Sunday, March 30, 2014

It's Sunday

There's just no pleasing some people. 
Noah has been in the spotlight ever since October, when Paramount studio reportedly screened the film for Christian audiences and received a negative reaction. Executives had apparently been hoping for a successor to Mel Gibson's The Passion of the Christ, which took $611m (£367m) worldwide in 2004 after US evangelicals flocked to see it. Aronofsky's film, by contrast, views the famous flood story from an environmental perspective and features a segment showing how Darwinian evolution has transformed amoebas into apes.

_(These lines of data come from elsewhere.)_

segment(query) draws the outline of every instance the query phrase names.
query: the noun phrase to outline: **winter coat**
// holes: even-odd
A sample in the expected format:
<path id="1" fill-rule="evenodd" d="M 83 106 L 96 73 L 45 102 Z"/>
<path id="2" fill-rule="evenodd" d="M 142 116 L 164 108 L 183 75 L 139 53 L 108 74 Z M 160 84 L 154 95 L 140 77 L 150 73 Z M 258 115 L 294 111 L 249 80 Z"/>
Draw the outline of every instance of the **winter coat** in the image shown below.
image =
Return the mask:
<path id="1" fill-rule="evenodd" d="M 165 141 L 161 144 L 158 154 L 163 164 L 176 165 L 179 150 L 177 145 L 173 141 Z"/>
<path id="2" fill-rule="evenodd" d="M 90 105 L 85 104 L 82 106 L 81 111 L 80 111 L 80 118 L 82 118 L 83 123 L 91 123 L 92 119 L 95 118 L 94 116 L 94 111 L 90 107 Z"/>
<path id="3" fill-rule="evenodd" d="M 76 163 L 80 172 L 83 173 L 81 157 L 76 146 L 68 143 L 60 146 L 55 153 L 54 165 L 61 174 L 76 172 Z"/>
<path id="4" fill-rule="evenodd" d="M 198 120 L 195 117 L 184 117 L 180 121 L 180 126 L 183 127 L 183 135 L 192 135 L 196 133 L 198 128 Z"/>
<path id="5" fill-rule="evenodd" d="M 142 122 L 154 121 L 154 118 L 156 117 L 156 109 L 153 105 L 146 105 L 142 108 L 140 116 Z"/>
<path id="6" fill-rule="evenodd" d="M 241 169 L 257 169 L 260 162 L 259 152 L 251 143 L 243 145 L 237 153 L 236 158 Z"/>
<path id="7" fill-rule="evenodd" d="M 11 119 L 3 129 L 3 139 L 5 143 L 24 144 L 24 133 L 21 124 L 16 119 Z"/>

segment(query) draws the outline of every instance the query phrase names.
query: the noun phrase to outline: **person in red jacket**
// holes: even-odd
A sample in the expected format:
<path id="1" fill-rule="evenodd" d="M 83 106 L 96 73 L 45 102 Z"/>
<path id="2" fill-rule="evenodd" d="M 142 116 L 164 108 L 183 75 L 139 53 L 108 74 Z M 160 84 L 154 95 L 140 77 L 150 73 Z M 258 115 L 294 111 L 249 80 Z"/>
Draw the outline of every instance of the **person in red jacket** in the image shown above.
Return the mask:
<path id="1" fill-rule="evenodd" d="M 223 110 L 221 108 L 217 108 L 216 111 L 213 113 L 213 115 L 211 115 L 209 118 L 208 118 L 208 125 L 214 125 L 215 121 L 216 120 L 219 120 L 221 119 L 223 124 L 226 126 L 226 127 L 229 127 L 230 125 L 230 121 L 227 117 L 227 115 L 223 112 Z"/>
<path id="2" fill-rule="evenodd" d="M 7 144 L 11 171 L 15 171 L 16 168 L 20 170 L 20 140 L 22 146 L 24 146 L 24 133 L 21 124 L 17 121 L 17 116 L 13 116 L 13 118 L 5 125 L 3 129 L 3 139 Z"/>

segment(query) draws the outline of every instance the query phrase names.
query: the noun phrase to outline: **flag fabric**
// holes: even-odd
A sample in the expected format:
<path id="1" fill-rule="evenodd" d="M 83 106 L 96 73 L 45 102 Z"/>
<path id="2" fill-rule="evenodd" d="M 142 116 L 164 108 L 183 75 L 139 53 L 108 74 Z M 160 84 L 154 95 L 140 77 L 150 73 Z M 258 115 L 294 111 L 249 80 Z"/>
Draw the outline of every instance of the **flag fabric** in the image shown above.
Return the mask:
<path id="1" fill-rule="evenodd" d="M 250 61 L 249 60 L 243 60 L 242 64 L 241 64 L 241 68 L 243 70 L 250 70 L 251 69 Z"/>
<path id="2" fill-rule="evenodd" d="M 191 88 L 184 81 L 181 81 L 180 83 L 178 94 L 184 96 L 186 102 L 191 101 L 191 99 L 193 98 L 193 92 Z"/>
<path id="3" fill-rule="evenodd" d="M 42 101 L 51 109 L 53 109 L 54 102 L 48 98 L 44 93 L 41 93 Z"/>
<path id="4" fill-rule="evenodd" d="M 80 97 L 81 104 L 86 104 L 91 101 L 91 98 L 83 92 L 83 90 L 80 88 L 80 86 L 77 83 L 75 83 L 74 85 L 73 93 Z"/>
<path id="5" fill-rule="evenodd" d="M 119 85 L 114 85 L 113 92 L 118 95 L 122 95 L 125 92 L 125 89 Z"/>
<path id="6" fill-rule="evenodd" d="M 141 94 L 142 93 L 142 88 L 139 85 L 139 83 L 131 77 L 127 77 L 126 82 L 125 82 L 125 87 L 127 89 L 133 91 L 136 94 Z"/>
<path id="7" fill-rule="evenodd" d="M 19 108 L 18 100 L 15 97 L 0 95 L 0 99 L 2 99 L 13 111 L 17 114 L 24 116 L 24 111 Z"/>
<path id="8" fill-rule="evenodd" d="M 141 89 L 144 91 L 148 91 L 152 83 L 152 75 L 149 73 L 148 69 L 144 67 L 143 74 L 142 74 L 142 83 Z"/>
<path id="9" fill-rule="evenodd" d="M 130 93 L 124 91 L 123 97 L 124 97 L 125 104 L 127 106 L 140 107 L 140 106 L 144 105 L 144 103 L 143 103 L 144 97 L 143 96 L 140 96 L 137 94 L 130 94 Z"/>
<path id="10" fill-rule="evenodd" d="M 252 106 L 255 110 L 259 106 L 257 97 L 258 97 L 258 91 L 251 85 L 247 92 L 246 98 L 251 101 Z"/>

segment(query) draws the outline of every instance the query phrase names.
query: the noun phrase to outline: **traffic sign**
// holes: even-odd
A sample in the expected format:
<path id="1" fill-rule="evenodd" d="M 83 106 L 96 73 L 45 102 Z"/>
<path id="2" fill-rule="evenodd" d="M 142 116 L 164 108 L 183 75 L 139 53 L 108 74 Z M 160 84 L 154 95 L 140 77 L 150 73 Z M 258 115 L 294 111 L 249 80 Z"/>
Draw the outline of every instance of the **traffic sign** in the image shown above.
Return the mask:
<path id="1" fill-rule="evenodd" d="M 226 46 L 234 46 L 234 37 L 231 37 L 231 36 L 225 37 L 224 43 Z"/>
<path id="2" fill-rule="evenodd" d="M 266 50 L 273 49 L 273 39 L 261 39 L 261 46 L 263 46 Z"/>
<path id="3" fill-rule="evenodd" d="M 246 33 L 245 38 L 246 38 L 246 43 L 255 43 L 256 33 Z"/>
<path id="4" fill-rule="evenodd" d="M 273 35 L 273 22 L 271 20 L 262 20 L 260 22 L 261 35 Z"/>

Yet Aronofsky, director of the Oscar-winning psychological drama Black Swan, revealed in February that he had won a battle with Paramount to screen his own version of Noah in cinemas after around half a dozen alternate cuts also failed to find traction with evangelical Christian filmgoers. The studio reportedly had been so desperate to court Christian audiences in the US that it tested one version which opened with a montage of religious images and ended with a Christian rock song.

Paramount now appears to have given up on its efforts to market Noah to Christians, with the studio issuing a statement in February making clear that the movie is not intended as a direct translation of the bible story. The film has also been banned across large parts of the Middle East and parts of north Africa for contravening Islamic rules on the depiction of prophets.

[...]

[Star Russell] Crowe said Aronofsky's film created vital discussion of a number of themes surrounding its core story. "You come out of this movie and you want to talk … about our stewardship of the earth, our relationship to animals, what is spirituality, who am I in this world – all these fantastic subjects for conversation," he said. "Art that can do that for people is a wonderful thing."

  Guardian
Aside from the fact that it hints at evolution (which is where the marketing aspect would naturally hit a brick wall) and the virtues of environmentalism, perhaps there wasn't enough anti-Semitism in it for Christians.

Sounds like it might be pretty good. If you like epics.

You can watch the trailer and clips here: https://www.youtube.com/results?search_query=noah+trailer&sm=3

And if you're like me, by the time you watch trailers and clips (which usually include all the "good" parts), you feel like you've seen the movie, and in fact, you won't remember any of the rest of it anyway.

...but hey, do what you want...you will anyway.